İlk program belgesi olan Kuruluş Çağrısında Marks, işçi sınıfı yığınlarının siyasal iktidarı ele geçirmeleri, bağımsız bir poreleter partisi kurmaları ve öteki ülkelerin işçileriyle kardeşçe bir ittifak oluşturmaları düşüncesini vermeye çalışmaktadır. Bu çağrı, ilk kez 1864’de yayınlandı ve varlığı 1876’da son bulan Birinci Enternasyonal dönemi boyunca birkaç kez yeniden baskısı yapıldı.
[2] Garrot Paniği. – 1860’larda kurbanlarını boğarak öldürenlere garrot deniliyordu. O tarihlerde İngiltere’de ve özellikle Londra’da, bu tür cinayetler bir panik yaratmış ve parlamentoda üzerinde uzun süre tartışılan bir konu olmuştur.
[3] Report of the Commissioners Appointed to Inquire into the Operation of The Acts Relating to Transportation and Penal Servitude, vol. I, London 1863.

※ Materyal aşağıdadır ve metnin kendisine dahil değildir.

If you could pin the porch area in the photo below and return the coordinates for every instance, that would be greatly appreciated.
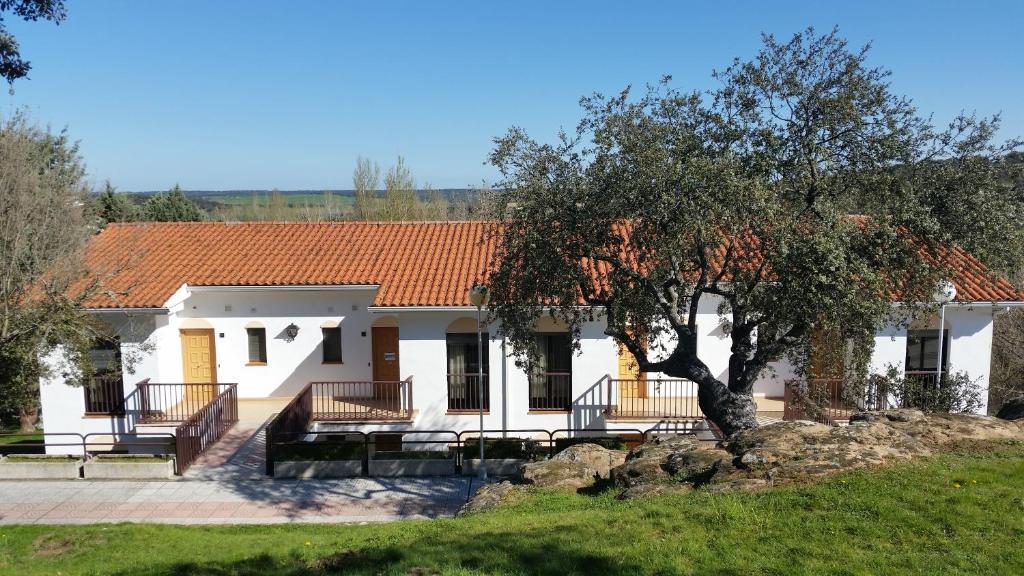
(656, 399)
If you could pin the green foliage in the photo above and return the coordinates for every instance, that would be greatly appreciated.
(171, 207)
(11, 65)
(114, 207)
(413, 455)
(399, 193)
(802, 196)
(954, 394)
(302, 451)
(499, 448)
(44, 224)
(609, 442)
(961, 513)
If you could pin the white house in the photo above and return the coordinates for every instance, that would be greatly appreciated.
(373, 321)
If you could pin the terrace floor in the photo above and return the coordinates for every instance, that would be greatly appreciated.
(190, 501)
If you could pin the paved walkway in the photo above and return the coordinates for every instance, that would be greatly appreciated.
(198, 501)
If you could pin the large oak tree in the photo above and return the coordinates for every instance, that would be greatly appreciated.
(802, 195)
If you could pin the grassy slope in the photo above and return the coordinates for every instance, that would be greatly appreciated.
(910, 519)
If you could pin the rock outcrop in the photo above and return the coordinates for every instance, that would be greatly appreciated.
(491, 496)
(1012, 410)
(774, 454)
(788, 452)
(577, 466)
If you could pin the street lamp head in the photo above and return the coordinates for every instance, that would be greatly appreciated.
(479, 295)
(944, 292)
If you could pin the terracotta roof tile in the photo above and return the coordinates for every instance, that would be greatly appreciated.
(415, 263)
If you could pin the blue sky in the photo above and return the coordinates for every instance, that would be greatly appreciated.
(258, 94)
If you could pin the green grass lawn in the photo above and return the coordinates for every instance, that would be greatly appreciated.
(960, 513)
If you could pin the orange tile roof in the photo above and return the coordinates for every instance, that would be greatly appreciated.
(415, 263)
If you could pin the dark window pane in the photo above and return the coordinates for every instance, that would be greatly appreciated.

[4] Amerikan İç Savaşı (1861-1865), Kuzeyin sanayileşmiş devletleri ile Güneyin asi köleci devletleri arasında patlak vermişti. İngiltere’nin işçi sınıfı, kölecileri destekleyen kendi burjuvazisinin politikasına karşı çıkmış ve İngiltere’nin iç savaşa müdahale etmesini önlemiştir.
[5] Mücadelesi birkaç yıl süren On-Saat Tasarısı, 1864 yılında Tahıl Yasalarının kaldırılması sırasında toprak aristokrasisi ile sanayi burjuvazisi arasında yaratılmış olan gergin bir ortam içersinde, 1847 yılında yasalaştı. Tahıl Yasalarının kaldırılmasının öcünü almak için Tory’lerden bazıları On-Saat Tasarısını desteklemişlerdi.